Re: [RFC PATCH 00/18] KVM: Post-copy live migration for guest_memfd

[Date Prev][Date Next][Thread Prev][Thread Next][Date Index][Thread Index]

 



On Mon, Jul 15, 2024 at 8:28 AM Wang, Wei W <wei.w.wang@xxxxxxxxx> wrote:
>
> On Thursday, July 11, 2024 7:42 AM, James Houghton wrote:
> > This patch series implements the KVM-based demand paging system that was
> > first introduced back in November[1] by David Matlack.
> >
> > The working name for this new system is KVM Userfault, but that name is very
> > confusing so it will not be the final name.
> >
> Hi James,
> I had implemented a similar approach for TDX post-copy migration, there are quite
> some differences though. Got some questions about your design below.

Thanks for the feedback!!

>
> > Problem: post-copy with guest_memfd
> > ===================================
> >
> > Post-copy live migration makes it possible to migrate VMs from one host to
> > another no matter how fast they are writing to memory while keeping the VM
> > paused for a minimal amount of time. For post-copy to work, we
> > need:
> >  1. to be able to prevent KVM from being able to access particular pages
> >     of guest memory until we have populated it  2. for userspace to know when
> > KVM is trying to access a particular
> >     page.
> >  3. a way to allow the access to proceed.
> >
> > Traditionally, post-copy live migration is implemented using userfaultfd, which
> > hooks into the main mm fault path.
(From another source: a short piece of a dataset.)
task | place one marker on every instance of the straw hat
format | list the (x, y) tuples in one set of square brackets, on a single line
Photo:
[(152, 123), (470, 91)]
KVM hits this path when it is doing HVA ->
> > PFN translations (with GUP) or when it itself attempts to access guest memory.
> > Userfaultfd sends a page fault notification to userspace, and KVM goes to sleep.
> >
> > Userfaultfd works well, as it is not specific to KVM; everyone who attempts to
> > access guest memory will block the same way.
> >
> > However, with guest_memfd, we do not use GUP to translate from GFN to HPA
> > (nor is there an intermediate HVA).
> >
> > So userfaultfd in its current form cannot be used to support post-copy live
> > migration with guest_memfd-backed VMs.
> >
> > Solution: hook into the gfn -> pfn translation
> > ==============================================
> >
> > The only way to implement post-copy with a non-KVM-specific userfaultfd-like
> > system would be to introduce the concept of a file-userfault[2] to intercept
> > faults on a guest_memfd.
> >
> > Instead, we take the simpler approach of adding a KVM-specific API, and we
> > hook into the GFN -> HVA or GFN -> PFN translation steps (for traditional
> > memslots and for guest_memfd respectively).
>
>
> Why taking KVM_EXIT_MEMORY_FAULT faults for the traditional shared
> pages (i.e. GFN -> HVA)?
> It seems simpler if we use KVM_EXIT_MEMORY_FAULT for private pages only, leaving
> shared pages to go through the existing userfaultfd mechanism:
> - The need for “asynchronous userfaults,” introduced by patch 14, could be eliminated.
> - The additional support (e.g., KVM_MEMORY_EXIT_FLAG_USERFAULT) for private page
>   faults exiting to userspace for postcopy might not be necessary, because all pages on the
>   destination side are initially “shared,” and the guest’s first access will always cause an
>   exit to userspace for shared->private conversion. So VMM is able to leverage the exit to
>   fetch the page data from the source (VMM can know if a page data has been fetched
>   from the source or not).

You're right that, today, including support for guest-private memory
*only* indeed simplifies things (no async userfaults). I think your
strategy for implementing post-copy would work (so, shared->private
conversion faults for vCPU accesses to private memory, and userfaultfd
for everything else).

I'm not 100% sure what should happen in the case of a non-vCPU access
to should-be-private memory; today it seems like KVM just provides the
shared version of the page, so conventional use of userfaultfd
shouldn't break anything.

But eventually guest_memfd itself will support "shared" memory, and
(IIUC) it won't use VMAs, so userfaultfd won't be usable (without
changes anyway). For a non-confidential VM, all memory will be
"shared", so shared->private conversions can't help us there either.
Starting everything as private almost works (so using private->shared
conversions as a notification mechanism), but if the first time KVM
attempts to use a page is not from a vCPU (and is from a place where
we cannot easily return to userspace), the need for "async userfaults"
comes back.

For this use case, it seems cleaner to have a new interface. (And, as
far as I can tell, we would at least need some kind of "async
userfault"-like mechanism.)

Another reason why, today, KVM Userfault is helpful is that
userfaultfd has a couple drawbacks. Userfaultfd migration with
HugeTLB-1G is basically unusable, as HugeTLB pages cannot be mapped at
PAGE_SIZE. Some discussion here[1][2].

Moving the implementation of post-copy to KVM means that, throughout
post-copy, we can avoid changes to the main mm page tables, and we
only need to modify the second stage page tables. This saves the
memory needed to store the extra set of shattered page tables, and we
save the performance overhead of the page table modifications and
accounting that mm does.

There's some more discussion about these points in David's RFC[3].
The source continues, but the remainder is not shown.